Final answer:
Using the formula for exponential decay V = P(1 - r)^t, where P is the present value of the appliance ($2,740), r is the depreciation rate (28.5% or 0.285), and t is the time in years (10), the appliance's value after 10 years is approximately $157.01.
Step-by-step explanation:
To calculate the value of an appliance after 10 years with an annual depreciation rate of 28.5%, we can use the formula for exponential decay. The formula is V = P(1 - r)^t, where V is the future value of the appliance, P is the present value, r is the rate of depreciation (expressed as a decimal), and t is the time in years.

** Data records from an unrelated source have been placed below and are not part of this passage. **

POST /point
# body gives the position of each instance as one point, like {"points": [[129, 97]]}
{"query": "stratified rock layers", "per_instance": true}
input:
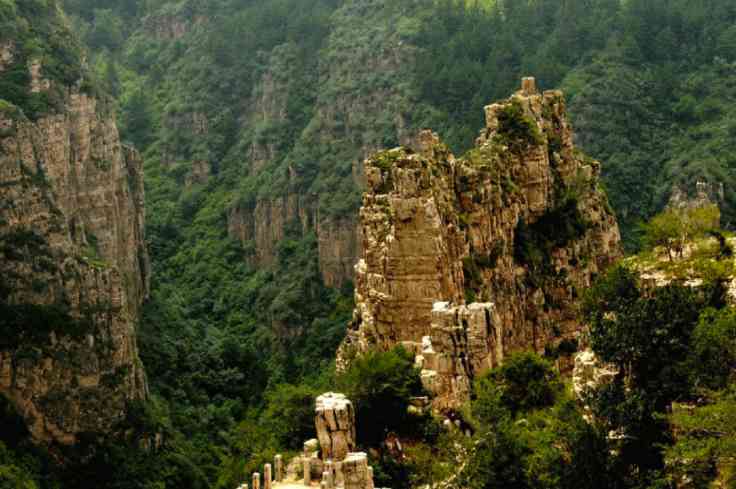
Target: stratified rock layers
{"points": [[440, 229], [74, 270], [335, 423]]}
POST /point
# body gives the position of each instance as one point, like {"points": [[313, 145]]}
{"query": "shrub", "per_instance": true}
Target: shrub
{"points": [[289, 414], [524, 382], [381, 385], [714, 348], [517, 129]]}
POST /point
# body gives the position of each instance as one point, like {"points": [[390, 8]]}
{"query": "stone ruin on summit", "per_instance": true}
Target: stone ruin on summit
{"points": [[328, 462]]}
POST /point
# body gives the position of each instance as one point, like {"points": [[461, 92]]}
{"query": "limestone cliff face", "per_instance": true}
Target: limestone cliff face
{"points": [[506, 239], [265, 224], [74, 269]]}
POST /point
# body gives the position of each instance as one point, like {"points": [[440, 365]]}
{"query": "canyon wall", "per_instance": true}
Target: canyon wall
{"points": [[73, 265], [466, 260]]}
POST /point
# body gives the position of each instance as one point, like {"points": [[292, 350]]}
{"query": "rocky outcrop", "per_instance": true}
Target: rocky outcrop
{"points": [[589, 374], [262, 226], [519, 224], [74, 269], [335, 423]]}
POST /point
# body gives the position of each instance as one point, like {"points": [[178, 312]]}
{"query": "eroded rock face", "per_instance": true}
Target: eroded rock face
{"points": [[589, 373], [335, 423], [74, 270], [464, 341], [518, 225]]}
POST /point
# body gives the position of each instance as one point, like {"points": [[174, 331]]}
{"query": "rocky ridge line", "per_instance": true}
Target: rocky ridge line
{"points": [[506, 238]]}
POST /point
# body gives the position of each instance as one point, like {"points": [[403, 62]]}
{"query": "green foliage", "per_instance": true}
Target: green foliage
{"points": [[14, 474], [531, 434], [523, 383], [381, 385], [534, 243], [706, 440], [289, 414], [714, 352], [517, 129], [647, 336], [673, 229]]}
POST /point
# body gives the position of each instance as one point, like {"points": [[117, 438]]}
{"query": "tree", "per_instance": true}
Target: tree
{"points": [[674, 228], [381, 385]]}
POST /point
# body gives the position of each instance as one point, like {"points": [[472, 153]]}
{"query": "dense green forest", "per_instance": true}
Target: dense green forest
{"points": [[232, 347]]}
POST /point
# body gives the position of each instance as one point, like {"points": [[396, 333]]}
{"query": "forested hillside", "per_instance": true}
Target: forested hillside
{"points": [[254, 117]]}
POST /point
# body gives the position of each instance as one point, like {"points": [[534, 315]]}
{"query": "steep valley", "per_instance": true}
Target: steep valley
{"points": [[212, 212]]}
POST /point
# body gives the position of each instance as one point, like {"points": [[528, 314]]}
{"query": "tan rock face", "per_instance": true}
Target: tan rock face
{"points": [[437, 228], [589, 373], [335, 423], [266, 223], [73, 253]]}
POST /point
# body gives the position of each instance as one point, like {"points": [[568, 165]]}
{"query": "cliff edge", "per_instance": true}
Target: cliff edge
{"points": [[469, 259], [73, 263]]}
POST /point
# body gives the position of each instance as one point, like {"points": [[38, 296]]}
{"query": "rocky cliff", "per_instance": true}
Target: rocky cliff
{"points": [[469, 259], [73, 264]]}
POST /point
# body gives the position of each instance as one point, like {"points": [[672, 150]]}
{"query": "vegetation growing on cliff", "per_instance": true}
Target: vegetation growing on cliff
{"points": [[219, 332]]}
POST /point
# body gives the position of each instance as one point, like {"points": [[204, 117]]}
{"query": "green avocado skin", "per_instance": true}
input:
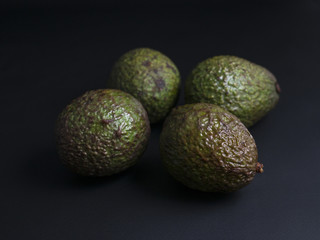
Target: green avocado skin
{"points": [[245, 89], [149, 76], [207, 148], [101, 133]]}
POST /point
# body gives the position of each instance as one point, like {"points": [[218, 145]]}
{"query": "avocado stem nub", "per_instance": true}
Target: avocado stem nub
{"points": [[259, 168]]}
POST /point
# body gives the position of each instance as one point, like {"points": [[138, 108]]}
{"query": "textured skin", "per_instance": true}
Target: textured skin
{"points": [[102, 132], [245, 89], [149, 76], [207, 148]]}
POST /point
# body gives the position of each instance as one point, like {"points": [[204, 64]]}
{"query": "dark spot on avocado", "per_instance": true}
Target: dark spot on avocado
{"points": [[146, 63], [118, 133], [160, 83], [170, 67], [278, 87]]}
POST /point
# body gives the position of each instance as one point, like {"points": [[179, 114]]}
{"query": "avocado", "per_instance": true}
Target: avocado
{"points": [[207, 148], [149, 76], [102, 132], [245, 89]]}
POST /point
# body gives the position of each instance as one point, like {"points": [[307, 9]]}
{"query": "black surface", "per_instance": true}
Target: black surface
{"points": [[49, 56]]}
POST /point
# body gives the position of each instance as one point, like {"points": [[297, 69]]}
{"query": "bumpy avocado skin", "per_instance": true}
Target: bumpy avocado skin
{"points": [[149, 76], [245, 89], [101, 133], [207, 148]]}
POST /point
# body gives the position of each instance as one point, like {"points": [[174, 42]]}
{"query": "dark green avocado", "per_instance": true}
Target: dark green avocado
{"points": [[209, 149], [149, 76], [245, 89], [103, 132]]}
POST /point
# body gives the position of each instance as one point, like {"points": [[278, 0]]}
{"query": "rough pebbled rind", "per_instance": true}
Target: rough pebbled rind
{"points": [[207, 148], [102, 132], [149, 76], [245, 89]]}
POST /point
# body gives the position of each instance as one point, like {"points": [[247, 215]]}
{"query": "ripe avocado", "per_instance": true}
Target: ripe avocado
{"points": [[245, 89], [102, 132], [209, 149], [149, 76]]}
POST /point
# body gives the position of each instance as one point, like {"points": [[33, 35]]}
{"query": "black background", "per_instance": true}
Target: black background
{"points": [[54, 51]]}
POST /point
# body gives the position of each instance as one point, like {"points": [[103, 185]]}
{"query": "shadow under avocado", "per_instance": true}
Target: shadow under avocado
{"points": [[44, 169]]}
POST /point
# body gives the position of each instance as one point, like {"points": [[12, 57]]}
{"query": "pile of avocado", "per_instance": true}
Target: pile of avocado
{"points": [[204, 144]]}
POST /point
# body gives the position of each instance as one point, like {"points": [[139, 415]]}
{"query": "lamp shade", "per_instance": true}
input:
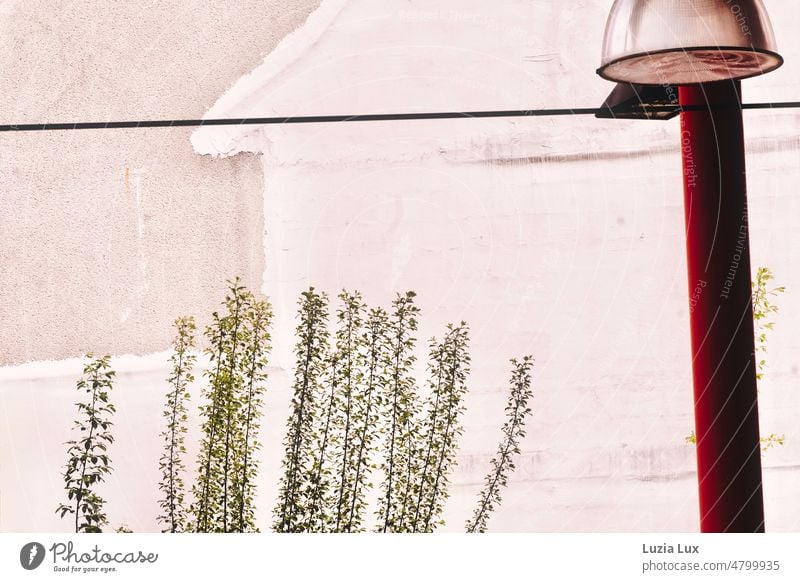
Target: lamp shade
{"points": [[682, 42]]}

The present value of the appliance is $2,740. The depreciation rate per year is 28.5%, which as a decimal is 0.285. We want to find the value after 10 years. Plugging these into our formula, we get:
V = $2,740(1 - 0.285)^10
Calculating the value inside the parentheses first (1 - 0.285) gives us 0.715. Now we'll raise 0.715 to the power of 10:
V = $2,740(0.715)^10
Calculating 0.715 to the power of 10 gives us approximately 0.0573. Finally, we multiply this by the present value:
V = $2,740 × 0.0573 ≈ $157.01
Therefore, if the homeowner's estimate of the annual depreciation rate is accurate, the appliance currently valued at $2,740 will be worth approximately $157.01 in 10 years.